Alles, was dazugehört
Das Buch bietet im Folgenden keine lineare Wiener Kinogeschichte, was es dezidiert auch gar nicht will. Wer sucht, findet dennoch genug Anhaltspunkte in den Texten, um sich einen Überblick über die Historie in Zahlen, Daten und Fakten zu verschaffen. In verschiedenen Essays diverser AutorInnen offenbart sich ein Kaleidoskop, das Kino und alles, was dazugehört, von unterschiedlichen Seiten betrachtet und Aspekte aufzeigt, die normale KinobesucherInnen möglicherweise gar nicht beachten würden.

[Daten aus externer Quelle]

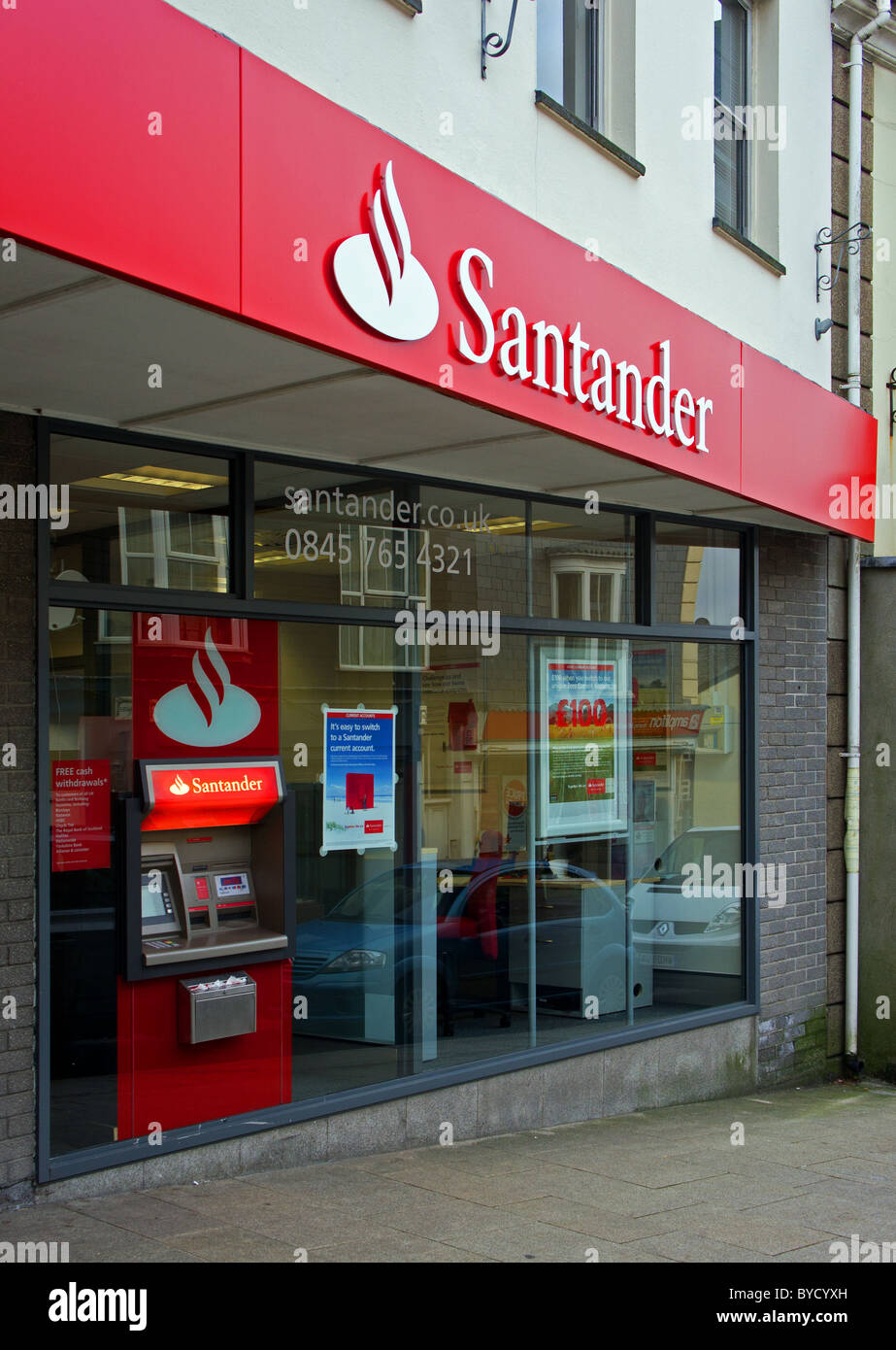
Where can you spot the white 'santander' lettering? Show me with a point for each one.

Ein paar Beispiele: Ein Beitrag beschäftigt sich mit dem Kinoarchitekten Robert Kotas, der in Wien 37 Kinos errichtet oder umgebaut hat. Sein einziger vollständig erhaltener Kinobau ist das 1960 eröffnete Wiener Gartenbaukino, das letzte große Einsaalkino Wiens – eine herrliche Zeitkapsel. Wir erfahren über den – aus heutiger Sicht lächerlich anmutenden – Kampf der Rechten, der Linken und der katholischen Kirche, von Unterschriftenaktionen und Demonstrationen gegen den (vermeintlichen) Schmutz- und Schundfilm in der Nachkriegszeit.

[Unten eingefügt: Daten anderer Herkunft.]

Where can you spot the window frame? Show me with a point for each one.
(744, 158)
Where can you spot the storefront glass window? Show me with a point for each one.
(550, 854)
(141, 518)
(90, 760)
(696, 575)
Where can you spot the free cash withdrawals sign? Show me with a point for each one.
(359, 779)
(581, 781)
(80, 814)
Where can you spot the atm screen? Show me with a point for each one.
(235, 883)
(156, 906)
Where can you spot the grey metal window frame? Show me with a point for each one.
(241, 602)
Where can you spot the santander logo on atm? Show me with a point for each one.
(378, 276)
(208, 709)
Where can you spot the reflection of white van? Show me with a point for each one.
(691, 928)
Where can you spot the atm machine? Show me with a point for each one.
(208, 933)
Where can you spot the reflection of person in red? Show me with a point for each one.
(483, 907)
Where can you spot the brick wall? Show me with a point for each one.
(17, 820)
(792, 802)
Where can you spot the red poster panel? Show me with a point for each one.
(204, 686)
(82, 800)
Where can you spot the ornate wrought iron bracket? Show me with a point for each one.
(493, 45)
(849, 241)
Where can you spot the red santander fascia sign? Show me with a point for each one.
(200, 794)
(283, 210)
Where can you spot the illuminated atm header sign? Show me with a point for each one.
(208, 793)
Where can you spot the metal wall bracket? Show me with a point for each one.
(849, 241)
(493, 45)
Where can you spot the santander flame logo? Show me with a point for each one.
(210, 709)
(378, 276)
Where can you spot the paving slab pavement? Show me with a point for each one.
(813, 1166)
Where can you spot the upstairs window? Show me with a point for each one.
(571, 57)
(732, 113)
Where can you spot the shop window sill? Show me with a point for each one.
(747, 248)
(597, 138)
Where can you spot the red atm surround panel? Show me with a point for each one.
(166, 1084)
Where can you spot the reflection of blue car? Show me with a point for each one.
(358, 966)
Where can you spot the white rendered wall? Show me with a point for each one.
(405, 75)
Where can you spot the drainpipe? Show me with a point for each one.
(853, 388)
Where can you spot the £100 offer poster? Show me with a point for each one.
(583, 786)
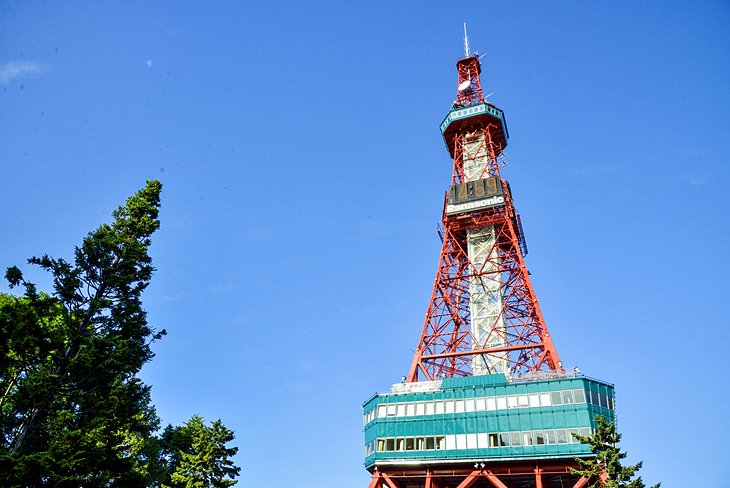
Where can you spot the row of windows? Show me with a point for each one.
(489, 440)
(502, 402)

Ein Artikel beschäftigt sich mit den dunklen Jahren 1938 bis 1945, in denen das Regime die Kinos zum rundum überwachten Propagandainstrument umgestaltete. Rund 50 % der Wiener Kinos standen 1938 im jüdischen (Teil-)Besitz, alle von ihnen wurden »arisiert«. Die mangelhafte Rückgabepraxis an die ehemaligen BesitzerInnen und deren NachfahrInnen – sofern sie noch lebten – war nach dem Krieg kein Ruhmesblatt der jungen Republik. Der Autor des Beitrags hat mit »Angeschlossen und gleichgeschaltet. Kino in Österreich 1938–1945« eine umfassende Studie über diesen Zeitabschnitt verfasst.
Die Bedeutung des Lichts
Wir lesen über KinoplakatgestalterInnen, die Funktionalität der Innenarchitektur von Kinos im Lauf der Zeit und die Bedeutung des Lichts (Neonreklame, Lichtkästen mit austauschbaren Buchstaben für Filmankündigungen) im Außenauftritt des Kinos. Wir erfahren über die Rolle des frühen Kinos für Frauen als Rückzugsort und zur Freizeitgestaltung. Zudem waren auf den Leinwänden plötzlich erstmals öffentlich unterrepräsentierte Berufsgruppen (Arbeiterinnen, Dienstbotinnen, …) zu sehen. Kino bot außerdem ein geschäftliches Betätigungsfeld für Frauen, die in Wien zeitweise auffällig viele Kinos besaßen und/oder als Geschäftsführerin führten. Und so weiter und so fort.
»Kino Welt Wien« ist informativ, fundiert, kurzweilig zu lesen und ein optisches Vergnügen. Das Medium hat schon bessere Zeiten erlebt: Die allermeisten der gezeigten Kinos sind mittlerweile aus dem Stadtbild verschwunden. Dieses Buch setzt ihnen ein Denkmal.
P.S.: Wer seine Kinosuche auf das Wiener Umland ausdehnen möchte: Zum einen hat das Autokino in Groß-Enzerdorf nach einigen Jahren Sperre soeben wiedereröffnet. Zum anderen findet sich im Buch »Verschwundene Kinos im Weinviertel« ein geografisch-ideelle Ergänzung zum besprochenen Werk.
»Kino Welt Wien. Eine Kulturgeschichte städtischer Traumorte«, herausgegeben von Martina Zerovnik, ist im Verlag Filmarchiv Austria erschienen. Die Ausstellung »Kino Welt Wien« ist noch bis 10. Jänner 2021 im Metro Kinokulturhaus zu sehen. Im Rahmen des Sommerkinos »Wien wie noch nie« (von 9. Juli bis 16. August) ist sie zudem – bei freiem Eintritt – als Pop-up im Wiener Augarten zu Gast.